Benéfico para o desenvolvimento cognitivo da criança, o uso do videogame ainda é uma questão que desperta discussões por parte de pais, professores e psicólogos que não banalizam o uso, já que desperta funções importantes no cérebro para a vida intelectual e prática, como a atenção, memória, raciocínio lógico e estratégias. Mas, seu uso por tempo indeterminado e sem limite, pode dificultar a concentração da criança, para isso, estabelecer um horário para esse tipo de diversão é essencial.
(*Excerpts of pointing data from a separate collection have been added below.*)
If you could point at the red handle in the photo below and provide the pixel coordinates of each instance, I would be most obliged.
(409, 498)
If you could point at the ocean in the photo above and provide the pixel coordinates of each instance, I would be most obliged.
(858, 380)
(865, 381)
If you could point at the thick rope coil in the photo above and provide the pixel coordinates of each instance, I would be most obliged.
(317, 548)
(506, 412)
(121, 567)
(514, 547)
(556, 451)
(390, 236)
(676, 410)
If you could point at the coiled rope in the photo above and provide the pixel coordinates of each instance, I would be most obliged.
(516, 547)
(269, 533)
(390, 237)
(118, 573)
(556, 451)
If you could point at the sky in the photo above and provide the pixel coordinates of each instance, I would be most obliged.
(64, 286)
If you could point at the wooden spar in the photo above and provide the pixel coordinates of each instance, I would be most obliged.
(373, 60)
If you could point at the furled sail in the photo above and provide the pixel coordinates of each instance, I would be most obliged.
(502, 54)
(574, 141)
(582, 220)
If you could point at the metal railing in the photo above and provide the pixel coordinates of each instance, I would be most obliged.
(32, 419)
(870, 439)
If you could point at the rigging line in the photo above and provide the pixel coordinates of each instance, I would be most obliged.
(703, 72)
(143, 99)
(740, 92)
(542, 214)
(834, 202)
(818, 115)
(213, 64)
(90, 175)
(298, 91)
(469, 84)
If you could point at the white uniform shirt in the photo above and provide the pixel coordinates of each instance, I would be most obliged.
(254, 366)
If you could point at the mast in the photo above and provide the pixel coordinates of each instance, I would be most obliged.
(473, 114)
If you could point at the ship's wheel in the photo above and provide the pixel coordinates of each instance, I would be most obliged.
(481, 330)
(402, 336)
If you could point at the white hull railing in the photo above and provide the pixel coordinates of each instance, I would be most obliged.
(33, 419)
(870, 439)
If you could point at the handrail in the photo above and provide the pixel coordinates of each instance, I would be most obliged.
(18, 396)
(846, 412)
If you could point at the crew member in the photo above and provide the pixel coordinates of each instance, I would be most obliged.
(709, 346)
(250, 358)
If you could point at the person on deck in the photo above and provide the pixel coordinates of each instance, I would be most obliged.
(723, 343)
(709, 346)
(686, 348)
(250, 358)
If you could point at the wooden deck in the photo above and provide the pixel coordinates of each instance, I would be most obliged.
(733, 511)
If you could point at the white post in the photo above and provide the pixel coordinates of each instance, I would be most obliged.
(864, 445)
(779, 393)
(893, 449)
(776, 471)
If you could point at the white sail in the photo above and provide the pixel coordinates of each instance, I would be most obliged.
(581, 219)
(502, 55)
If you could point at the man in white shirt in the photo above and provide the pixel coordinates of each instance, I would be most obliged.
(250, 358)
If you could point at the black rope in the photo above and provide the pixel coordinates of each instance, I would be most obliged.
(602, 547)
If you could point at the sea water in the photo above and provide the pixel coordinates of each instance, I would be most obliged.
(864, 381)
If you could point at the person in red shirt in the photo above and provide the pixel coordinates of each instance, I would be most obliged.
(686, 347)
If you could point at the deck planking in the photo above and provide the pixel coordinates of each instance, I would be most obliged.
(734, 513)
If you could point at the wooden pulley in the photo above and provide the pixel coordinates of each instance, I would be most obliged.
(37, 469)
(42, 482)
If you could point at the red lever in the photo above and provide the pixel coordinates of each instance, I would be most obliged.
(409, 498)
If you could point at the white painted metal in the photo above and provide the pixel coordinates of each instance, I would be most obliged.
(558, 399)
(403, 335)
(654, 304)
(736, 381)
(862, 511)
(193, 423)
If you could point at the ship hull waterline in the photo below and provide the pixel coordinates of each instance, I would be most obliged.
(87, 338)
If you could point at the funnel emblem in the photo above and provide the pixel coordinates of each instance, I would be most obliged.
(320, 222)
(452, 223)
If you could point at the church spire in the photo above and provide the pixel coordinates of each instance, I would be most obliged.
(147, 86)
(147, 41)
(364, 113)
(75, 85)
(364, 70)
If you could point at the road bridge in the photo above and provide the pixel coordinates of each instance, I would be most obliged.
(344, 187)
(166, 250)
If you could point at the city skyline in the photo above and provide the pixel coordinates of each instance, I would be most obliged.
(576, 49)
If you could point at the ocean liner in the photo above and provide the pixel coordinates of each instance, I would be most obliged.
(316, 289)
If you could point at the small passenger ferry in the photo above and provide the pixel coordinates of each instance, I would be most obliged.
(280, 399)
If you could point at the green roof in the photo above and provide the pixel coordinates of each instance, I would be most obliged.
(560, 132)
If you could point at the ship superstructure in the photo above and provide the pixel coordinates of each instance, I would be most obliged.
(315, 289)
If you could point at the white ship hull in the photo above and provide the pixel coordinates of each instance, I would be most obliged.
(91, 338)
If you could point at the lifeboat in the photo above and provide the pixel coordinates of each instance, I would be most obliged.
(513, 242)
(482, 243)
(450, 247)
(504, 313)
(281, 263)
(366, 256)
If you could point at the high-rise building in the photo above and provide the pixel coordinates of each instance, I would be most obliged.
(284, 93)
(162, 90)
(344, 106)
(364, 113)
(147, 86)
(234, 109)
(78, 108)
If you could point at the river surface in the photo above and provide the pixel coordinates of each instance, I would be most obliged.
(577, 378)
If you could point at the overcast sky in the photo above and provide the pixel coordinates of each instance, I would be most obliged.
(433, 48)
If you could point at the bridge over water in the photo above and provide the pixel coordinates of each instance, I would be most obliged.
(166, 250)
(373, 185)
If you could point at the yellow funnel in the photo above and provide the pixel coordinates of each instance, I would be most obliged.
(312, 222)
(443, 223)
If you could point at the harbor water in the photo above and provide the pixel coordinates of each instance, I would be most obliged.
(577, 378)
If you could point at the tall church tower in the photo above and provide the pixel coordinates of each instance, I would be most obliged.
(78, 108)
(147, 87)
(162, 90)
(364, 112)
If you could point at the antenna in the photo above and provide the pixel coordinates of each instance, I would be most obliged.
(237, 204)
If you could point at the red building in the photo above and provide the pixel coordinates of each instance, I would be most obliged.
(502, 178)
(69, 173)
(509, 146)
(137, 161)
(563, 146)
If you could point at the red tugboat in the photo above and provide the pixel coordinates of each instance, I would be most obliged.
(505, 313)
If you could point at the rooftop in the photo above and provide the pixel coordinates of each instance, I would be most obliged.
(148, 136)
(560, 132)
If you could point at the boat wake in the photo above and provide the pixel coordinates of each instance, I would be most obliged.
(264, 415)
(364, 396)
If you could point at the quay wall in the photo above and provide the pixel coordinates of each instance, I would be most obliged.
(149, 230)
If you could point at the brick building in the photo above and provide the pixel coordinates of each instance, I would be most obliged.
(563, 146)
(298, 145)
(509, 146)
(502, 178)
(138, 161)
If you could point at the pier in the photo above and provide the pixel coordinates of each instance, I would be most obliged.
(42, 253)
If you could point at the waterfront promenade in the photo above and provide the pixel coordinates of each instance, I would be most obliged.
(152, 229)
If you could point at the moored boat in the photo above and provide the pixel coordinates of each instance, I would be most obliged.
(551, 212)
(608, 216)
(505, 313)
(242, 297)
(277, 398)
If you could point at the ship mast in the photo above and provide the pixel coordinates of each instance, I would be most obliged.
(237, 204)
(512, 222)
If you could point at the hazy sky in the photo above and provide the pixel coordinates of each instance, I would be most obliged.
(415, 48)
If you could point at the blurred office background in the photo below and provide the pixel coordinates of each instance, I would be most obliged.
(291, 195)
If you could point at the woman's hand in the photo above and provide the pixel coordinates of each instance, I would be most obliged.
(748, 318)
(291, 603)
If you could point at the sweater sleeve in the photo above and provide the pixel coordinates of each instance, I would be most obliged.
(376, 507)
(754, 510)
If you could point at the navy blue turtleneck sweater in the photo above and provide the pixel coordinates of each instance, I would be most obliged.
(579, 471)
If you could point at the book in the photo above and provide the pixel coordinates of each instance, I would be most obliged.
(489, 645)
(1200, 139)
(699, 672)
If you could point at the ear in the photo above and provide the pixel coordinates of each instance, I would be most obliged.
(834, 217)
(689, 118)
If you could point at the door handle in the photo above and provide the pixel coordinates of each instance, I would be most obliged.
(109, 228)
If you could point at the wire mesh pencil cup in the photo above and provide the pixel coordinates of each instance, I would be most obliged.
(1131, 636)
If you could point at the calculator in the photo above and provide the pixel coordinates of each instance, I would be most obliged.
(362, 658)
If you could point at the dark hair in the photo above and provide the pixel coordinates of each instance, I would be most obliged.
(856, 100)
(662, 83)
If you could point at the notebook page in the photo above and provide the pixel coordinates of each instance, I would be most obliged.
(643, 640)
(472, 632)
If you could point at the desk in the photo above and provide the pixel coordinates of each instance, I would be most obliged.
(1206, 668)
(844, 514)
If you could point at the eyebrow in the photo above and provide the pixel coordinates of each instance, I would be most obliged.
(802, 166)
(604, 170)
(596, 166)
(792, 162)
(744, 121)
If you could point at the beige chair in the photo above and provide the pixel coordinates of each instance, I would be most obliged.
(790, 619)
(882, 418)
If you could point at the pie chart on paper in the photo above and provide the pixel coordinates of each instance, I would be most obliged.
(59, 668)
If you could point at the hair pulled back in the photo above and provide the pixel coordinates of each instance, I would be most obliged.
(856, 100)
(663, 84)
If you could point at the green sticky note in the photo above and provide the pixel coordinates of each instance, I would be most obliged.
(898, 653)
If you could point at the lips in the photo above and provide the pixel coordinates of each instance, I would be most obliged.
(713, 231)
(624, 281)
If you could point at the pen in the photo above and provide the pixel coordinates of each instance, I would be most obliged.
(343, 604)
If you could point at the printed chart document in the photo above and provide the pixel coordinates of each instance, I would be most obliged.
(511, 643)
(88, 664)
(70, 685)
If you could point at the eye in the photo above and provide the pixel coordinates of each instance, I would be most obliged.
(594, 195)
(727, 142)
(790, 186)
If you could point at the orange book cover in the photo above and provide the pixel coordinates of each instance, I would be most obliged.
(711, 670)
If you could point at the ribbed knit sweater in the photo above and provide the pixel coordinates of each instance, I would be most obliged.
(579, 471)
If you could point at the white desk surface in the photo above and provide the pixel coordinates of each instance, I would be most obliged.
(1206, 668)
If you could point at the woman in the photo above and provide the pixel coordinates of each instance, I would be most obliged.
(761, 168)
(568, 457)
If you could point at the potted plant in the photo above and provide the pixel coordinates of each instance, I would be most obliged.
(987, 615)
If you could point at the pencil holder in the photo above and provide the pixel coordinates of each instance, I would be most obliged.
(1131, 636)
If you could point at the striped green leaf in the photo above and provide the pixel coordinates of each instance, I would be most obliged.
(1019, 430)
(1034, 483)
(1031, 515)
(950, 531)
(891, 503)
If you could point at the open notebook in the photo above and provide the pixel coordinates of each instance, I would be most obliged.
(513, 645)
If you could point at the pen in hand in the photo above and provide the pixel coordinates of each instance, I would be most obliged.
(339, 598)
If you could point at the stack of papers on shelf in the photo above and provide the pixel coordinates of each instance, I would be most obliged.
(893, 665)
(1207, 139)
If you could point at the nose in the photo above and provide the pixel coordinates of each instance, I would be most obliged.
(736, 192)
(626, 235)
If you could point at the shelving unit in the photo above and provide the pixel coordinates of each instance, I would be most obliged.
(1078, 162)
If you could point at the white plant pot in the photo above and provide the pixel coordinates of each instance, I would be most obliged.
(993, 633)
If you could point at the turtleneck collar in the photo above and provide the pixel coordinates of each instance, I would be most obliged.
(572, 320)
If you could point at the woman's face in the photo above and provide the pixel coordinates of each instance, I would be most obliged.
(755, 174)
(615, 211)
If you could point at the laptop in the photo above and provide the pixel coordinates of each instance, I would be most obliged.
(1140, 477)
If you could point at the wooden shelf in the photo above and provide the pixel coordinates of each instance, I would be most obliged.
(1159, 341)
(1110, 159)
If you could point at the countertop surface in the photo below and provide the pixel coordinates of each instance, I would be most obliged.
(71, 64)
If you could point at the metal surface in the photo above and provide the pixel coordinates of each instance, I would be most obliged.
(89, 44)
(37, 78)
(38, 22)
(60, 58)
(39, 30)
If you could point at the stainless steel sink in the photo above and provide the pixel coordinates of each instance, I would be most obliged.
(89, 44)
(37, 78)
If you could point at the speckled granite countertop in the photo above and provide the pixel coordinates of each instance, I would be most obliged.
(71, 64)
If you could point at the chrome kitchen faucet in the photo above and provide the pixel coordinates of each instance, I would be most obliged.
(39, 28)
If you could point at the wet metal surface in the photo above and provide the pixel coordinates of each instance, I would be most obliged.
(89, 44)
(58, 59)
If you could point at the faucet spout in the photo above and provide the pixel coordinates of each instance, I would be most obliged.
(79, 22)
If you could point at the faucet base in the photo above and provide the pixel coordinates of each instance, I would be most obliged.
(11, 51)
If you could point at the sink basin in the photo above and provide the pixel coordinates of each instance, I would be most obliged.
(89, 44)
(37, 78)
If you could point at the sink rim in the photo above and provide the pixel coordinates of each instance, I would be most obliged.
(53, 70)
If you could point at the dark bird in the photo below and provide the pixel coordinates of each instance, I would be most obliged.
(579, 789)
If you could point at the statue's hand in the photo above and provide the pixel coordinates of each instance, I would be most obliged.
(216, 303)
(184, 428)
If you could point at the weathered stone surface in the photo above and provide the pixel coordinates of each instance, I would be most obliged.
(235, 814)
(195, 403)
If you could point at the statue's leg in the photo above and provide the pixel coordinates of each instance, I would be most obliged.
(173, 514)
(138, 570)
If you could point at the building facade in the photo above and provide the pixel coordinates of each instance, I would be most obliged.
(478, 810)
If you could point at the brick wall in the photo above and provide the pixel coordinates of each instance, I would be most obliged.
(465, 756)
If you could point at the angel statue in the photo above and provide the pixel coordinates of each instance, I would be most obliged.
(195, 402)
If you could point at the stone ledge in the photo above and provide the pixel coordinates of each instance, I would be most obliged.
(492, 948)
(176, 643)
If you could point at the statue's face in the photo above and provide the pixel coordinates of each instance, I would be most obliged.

“É uma nova doença que está se configurando como uma dependência dos jogos eletrônicos, doença dos tempos modernos, o alerta é de acompanhar o filho, as mudanças de sono, de comportamento, passar sempre a noite pelo quarto para verificar o que ele está fazendo, estar em contato e fiscalizando os horários de maneira amigável, porque está se configurando como uma dependência e que vai atrapalhar a sociabilidade, as relações familiares e escolar”, alertou a psiquiatra do Huse, Zaíra Maciel.

Ela explica ainda que se chegar num ponto grave, a criança ou adolescente deve ser encaminhado ao psiquiatra para uma conversa e até iniciar um tratamento adequado com psicólogo ou terapeuta. “Se não apresenta riscos, a família deve inserir ainda mais a criança no convívio familiar, diversificando as atividades, ter amigos reais e não virtuais. As pessoas conversam mais no celular que com os próprios amigos. Procurar o tratamento correspondente que é feito com psiquiatra e psicólogo”, disse.

Outra questão que deve ser observada é a respeito dos tipos de jogos que estão sendo utilizados pelas crianças. Jogos eletrônicos violentos podem estimular um comportamento de agressividade. A técnica de enfermagem Rose Alves, lembra que o filho de 9 anos estava com preguiça para estudar e dormindo tarde por causa das brincadeiras no computador.

“Tomei uma atitude e determinei horários para que ele ficasse na frente do computador jogando. Se ele me desse resultados na escola, o final de semana ele podia ficar jogando no computador. Fizemos uma troca e vem dando bons resultados, ele estuda e eu autorizo o videogame”, ressaltou.